When two tasks are pending on a select, only the task with the highest priority will be woken (although the received data on the socket isn't for this task).

I have modified the tcp_wakeup()-function so that the search loop won't brack at the first task. In other words: Now every task pending on a select will be waked up if there is data on the socket!

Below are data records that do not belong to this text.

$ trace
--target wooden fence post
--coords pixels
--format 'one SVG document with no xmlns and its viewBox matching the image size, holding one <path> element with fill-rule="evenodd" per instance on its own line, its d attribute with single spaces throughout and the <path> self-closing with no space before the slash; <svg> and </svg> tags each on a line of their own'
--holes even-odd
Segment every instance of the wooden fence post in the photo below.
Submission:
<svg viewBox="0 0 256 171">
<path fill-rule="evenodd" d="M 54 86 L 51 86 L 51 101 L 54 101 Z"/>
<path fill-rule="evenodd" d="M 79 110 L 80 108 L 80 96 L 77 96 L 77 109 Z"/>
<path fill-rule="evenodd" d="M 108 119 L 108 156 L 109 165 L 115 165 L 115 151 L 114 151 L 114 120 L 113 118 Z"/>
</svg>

Note, taht this wakeup doesn't result in a wrong return from select() within the user space, it's just an "inner-select-wakeup".

Now everything works fine....

Here is the modified code:


/*
* tcp_wakeup(void * event) - wakeup TCB with this event,
* else put in wake set.
*/
void
tcp_wakeup(void * event)
{
//Declaration:
int i; //task table index
INT8U error; //Error-flag (needed for semaphore access
int cnt = 0; //Counter for woken-up tasks
 
//Gain control of the global wakeup mutex
OSMutexPend(global_wakeup_Mutex, 0, &error);
if (error != OS_NO_ERR)
{
dprintf("*** tcp_wakeup, OSMutexPend = %d\n", error);
dtrap(); 
} 
//We are now in mutex# ifdef TK_CRON_DIAGS
dprintf("+++ tcp_wakeup = %lx\n", event);# endif
//Loop through task tables, try to find the cookie.
for (i = 0; i < OS_LOWEST_PRIO; i++){
struct wake_event *WEP;
OS_TCB *tcb;
 
if ((tcb = (OS_TCB *)OSTCBPrioTbl) == (OS_TCB *)NULL)
continue; //unassigned priority
 
//use extension
WEP =tcb->OSTCBExtPtr;
if (WEP->soc_event == event)
{# ifdef TK_CRON_DIAGS
dprintf("+++ tcp_wakeup OSSemPost = %lx\n", event);# endif
//We found the TCB with our cookie */
error = OSSemPost(WEP->wake_sem);
if (error != OS_NO_ERR)
{
dprintf("*** tcp_wakeup, OSSemPost = %d, %p\n", error, WEP->wake_sem);
dtrap(); 
}
//Clear the cookie: 
WEP->soc_event = NULL;
//Count this wakeup:
cnt ++;
}
}
//Check fore woken tasks:
if (cnt != 0) {
//Tasks have been woken, so give up mutex...
error = OSMutexPost(global_wakeup_Mutex);
if (error != OS_NO_ERR)
{
dprintf("*** tcp_wakeup, OSMutexPost = %d\n", error);
dtrap(); 
}
//...and get out of here:
return;
} 
 
//We didn't find the cookie in the wake set.
insertWakeSetEntry(event); 
 
//Give up mutex
error = OSMutexPost(global_wakeup_Mutex);
if (error != OS_NO_ERR)
{
dprintf("*** tcp_sleep, OSMutexPost = %d\n", error);
dtrap(); 
} 
//We are now out of the mutex, so leave:
return;
}

As you can see, the search-loop wil not be exit at the first task found pending on a select(). The variable "cnt" is only used to check, if any task has been woken up during the search-loop. If not, this event is queued up.

I don't know, if this is important to do, but the original code does the same.

ANY FEEDBACK OUT THERE ?

Altera_Forum · ‎11-11-2009

G'day BWEIBERG,

I'll need to have a closer look at your changes.

One change that I've made is to the following lines:

    
   if ((tcb = (OS_TCB *)OSTCBPrioTbl) == (OS_TCB *)NULL) 
      continue; //unassigned priority

changed to:

    
      tcb = (OS_TCB *)OSTCBPrioTbl;
      if ( (tcb == (OS_TCB *)NULL) || (tcb == OS_TCB_RESERVED ) )
         continue;    /* unassigned priority */

Ucos flags a priority as reserved when using mutexes, so just checking for NULL is not sufficent. You'll get an access violation or misaligned address exception if you don't make this change. (or other weird behavior if you don't have the MPU / MMU on)

I'm pretty sure that I filed a bug with Altera on this. But maybe not.